Je ne le cache pas. Je ne l'édulcore pas. Je ne le réinterprète pas pour le rendre socialement acceptable. C'est le cœur de ma foi, et je le proclame ouvertement.
Parallèlement, je ne ressens aucune contradiction lorsque je me trouve dans un lieu de prière musulman où le monothéisme strict est affirmé et où l'on dit que « Dieu n'a pas de fils ».
Pour beaucoup, cela semble impossible. Cela ressemble à un compromis, à de la duplicité ou à de la confusion. Il n'en est rien.
Mon raisonnement s'appuie sur ma compréhension de la relation entre le Père et le Fils.
Le Père glorifie le Fils. Le Fils glorifie le Père. Leur communion n'est pas une rivalité, mais un amour désintéressé. Le Fils ne rivalise pas avec le Père pour attirer l'attention. Son désir le plus profond est que toute gloire retourne au Père. Le Père, à son tour, se réjouit de révéler et d'honorer le Fils.
L'histoire se déploie au sein de cet amour.

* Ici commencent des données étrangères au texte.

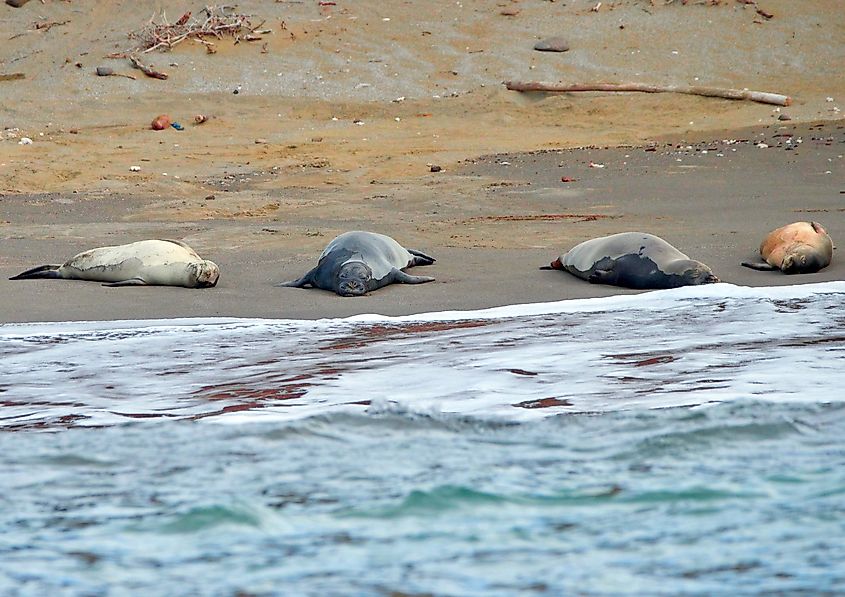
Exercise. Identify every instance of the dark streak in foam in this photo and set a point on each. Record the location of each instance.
(544, 403)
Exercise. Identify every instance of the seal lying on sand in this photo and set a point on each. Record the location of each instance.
(147, 262)
(633, 260)
(357, 262)
(797, 248)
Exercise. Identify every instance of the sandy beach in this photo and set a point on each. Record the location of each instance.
(342, 110)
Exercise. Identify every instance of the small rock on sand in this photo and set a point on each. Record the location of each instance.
(552, 44)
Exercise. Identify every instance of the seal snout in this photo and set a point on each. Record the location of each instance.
(352, 288)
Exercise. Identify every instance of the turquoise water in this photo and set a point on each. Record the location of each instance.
(686, 442)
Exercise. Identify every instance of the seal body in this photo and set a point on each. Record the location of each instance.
(358, 262)
(797, 248)
(146, 262)
(633, 260)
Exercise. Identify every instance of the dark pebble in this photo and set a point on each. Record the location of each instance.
(552, 44)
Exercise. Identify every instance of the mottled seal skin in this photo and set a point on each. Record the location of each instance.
(359, 262)
(797, 248)
(146, 262)
(633, 260)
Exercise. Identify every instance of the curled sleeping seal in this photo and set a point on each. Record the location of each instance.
(146, 262)
(634, 260)
(357, 262)
(797, 248)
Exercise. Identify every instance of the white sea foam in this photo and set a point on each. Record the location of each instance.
(688, 346)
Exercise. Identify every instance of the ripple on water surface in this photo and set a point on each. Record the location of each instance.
(522, 450)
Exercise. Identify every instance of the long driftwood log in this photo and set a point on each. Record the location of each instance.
(737, 94)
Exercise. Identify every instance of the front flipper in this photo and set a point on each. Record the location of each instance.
(306, 280)
(758, 265)
(421, 258)
(600, 276)
(401, 277)
(42, 271)
(129, 282)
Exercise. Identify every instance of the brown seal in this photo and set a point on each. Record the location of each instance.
(797, 248)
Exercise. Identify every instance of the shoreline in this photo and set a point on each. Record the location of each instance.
(510, 215)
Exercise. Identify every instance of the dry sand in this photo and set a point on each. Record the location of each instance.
(264, 211)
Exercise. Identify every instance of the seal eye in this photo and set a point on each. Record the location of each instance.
(352, 288)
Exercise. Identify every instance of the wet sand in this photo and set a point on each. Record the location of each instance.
(283, 166)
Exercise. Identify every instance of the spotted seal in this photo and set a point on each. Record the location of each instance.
(797, 248)
(146, 262)
(633, 260)
(358, 262)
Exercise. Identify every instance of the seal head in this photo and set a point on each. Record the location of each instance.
(205, 273)
(797, 248)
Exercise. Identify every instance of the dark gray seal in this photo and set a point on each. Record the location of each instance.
(358, 262)
(633, 260)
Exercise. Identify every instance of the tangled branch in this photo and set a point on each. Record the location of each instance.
(213, 21)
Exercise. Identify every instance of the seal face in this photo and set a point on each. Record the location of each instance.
(797, 248)
(359, 262)
(146, 262)
(633, 260)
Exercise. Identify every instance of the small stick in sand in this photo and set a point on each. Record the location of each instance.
(146, 69)
(734, 94)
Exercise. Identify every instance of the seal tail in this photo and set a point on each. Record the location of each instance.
(556, 264)
(42, 271)
(763, 267)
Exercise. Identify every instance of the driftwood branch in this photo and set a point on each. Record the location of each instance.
(146, 69)
(735, 94)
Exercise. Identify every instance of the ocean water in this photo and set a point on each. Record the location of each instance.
(682, 442)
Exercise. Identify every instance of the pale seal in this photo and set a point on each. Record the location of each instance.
(633, 260)
(146, 262)
(358, 262)
(797, 248)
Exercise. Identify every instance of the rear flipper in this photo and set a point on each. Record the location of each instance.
(401, 277)
(421, 258)
(600, 276)
(306, 280)
(129, 282)
(760, 266)
(42, 271)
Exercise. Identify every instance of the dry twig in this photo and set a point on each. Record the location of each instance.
(146, 69)
(212, 22)
(735, 94)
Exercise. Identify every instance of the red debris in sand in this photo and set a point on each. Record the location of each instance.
(161, 122)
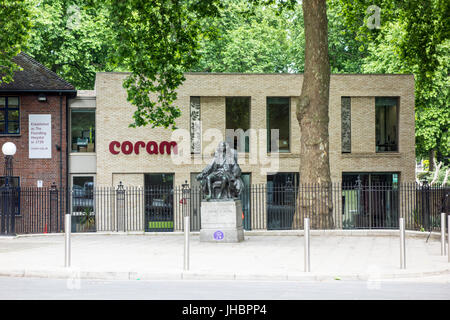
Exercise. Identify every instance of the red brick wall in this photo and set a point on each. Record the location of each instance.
(32, 170)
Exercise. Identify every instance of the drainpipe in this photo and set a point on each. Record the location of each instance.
(60, 148)
(67, 154)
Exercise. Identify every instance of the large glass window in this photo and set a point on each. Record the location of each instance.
(82, 194)
(238, 122)
(386, 124)
(83, 130)
(278, 118)
(9, 115)
(159, 201)
(195, 125)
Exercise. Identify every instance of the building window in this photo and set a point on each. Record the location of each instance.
(83, 130)
(238, 122)
(278, 118)
(196, 131)
(386, 123)
(159, 201)
(9, 115)
(370, 200)
(346, 125)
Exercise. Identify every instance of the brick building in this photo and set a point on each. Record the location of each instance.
(371, 131)
(33, 115)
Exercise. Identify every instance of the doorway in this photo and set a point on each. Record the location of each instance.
(158, 202)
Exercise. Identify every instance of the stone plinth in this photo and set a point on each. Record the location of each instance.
(221, 221)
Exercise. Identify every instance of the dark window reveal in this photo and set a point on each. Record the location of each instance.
(83, 130)
(386, 110)
(9, 115)
(238, 117)
(278, 117)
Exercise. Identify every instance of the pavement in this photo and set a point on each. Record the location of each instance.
(271, 256)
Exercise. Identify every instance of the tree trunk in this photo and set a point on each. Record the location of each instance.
(431, 159)
(314, 198)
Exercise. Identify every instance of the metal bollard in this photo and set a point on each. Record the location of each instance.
(443, 234)
(307, 245)
(186, 242)
(68, 229)
(402, 244)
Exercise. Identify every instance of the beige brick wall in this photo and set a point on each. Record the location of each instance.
(114, 115)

Dans le monde actuel, la révélation n'est pas irrésistible. Dissimulation et révélation coexistent. Le monothéisme strict persiste. La confession explicite de la filiation divine persiste. L'un n'élimine pas l'autre. Cette tension n'est pas un échec de la vérité ; elle est inhérente à notre époque.
Lorsque je me trouve dans une mosquée et que j'entends l'affirmation du monothéisme pur, je ne renie pas le Christ. Je ne suis pas en désaccord intérieur. Je ne cherche pas de réinterprétations pour me rassurer. Je choisis consciemment de ne pas outrepasser une forme de dévotion qui concentre toute l'attention sur le Créateur seul.
Je crois que Jésus était plus qu'un prophète. Mais je crois aussi qu'être appelé prophète ne l'insulte pas lorsque cela sert à préserver l'adoration indivisible du Père. Il n'était pas motivé par la soif de gloire. Il a maîtrisé la révélation. Il a accepté la révélation du Père, mais il n'a pas milité pour une reconnaissance ontologique.
Dans ce contexte de dévotion particulier, je choisis l'humilité. Non pas par manque de conviction, mais parce que je suis persuadé que le Christ n'a pas besoin de moi pour le défendre contre le monothéisme.
En dehors de ce contexte, je m'oppose fermement à toute négation de la filiation divine qui serait un rejet de la réalité divine. Je proclame le Christ ouvertement et sans hésitation. Je ne le fais pas pour avoir raison, mais parce que je crois qu'honorer le Fils réjouit le Père.
Il n'y a pas de contradiction dans cette attitude. C'est une obéissance contextuelle.
Je ne pratique pas de prosélytisme agressif envers les musulmans ou les juifs. Non pas parce que je crois que la vérité est relative, mais parce que je ne considère pas qu'il soit de mon devoir de forcer la résolution d'une tension qui relève du temps divin. Si quelqu'un m'interroge sincèrement sur ma foi, je réponds pleinement et clairement. Si quelqu'un propose un dialogue interreligieux sérieux, j'y participe volontiers. Mais je ne cherche pas à saper la dévotion d'autrui comme si Dieu exigeait une victoire historique.
Je reconnais également une limite morale pratique : même si je crois pouvoir prier dans une mosquée sans trahir ma foi, je peux m'abstenir si cela risque de semer la confusion ou de scandaliser les personnes présentes. Non pas par remords de conscience, mais parce que l'amour impose parfois des limites.
Ma foi n'est pas synonyme de complaisance. Je crois avec conviction. Je suis enclin à confesser ouvertement le Fils. Je le proclame publiquement. Je ne prétends pas à la neutralité.
Mais je refuse d'instrumentaliser ma confession.
Ce n'est ni du syncrétisme, ni de la dilution, ni de la peur.
Je m'efforce de vivre en accord avec ma conviction de la communion intérieure entre le Père et le Fils – une communion de glorification mutuelle, et non de compétition.
La clarté universelle est réservée à la fin des temps. D'ici là, nous vivons dans une lumière partielle. Je témoigne de mes convictions. Je n'impose rien à personne.
Et je suis convaincu que Dieu comprend cette différence.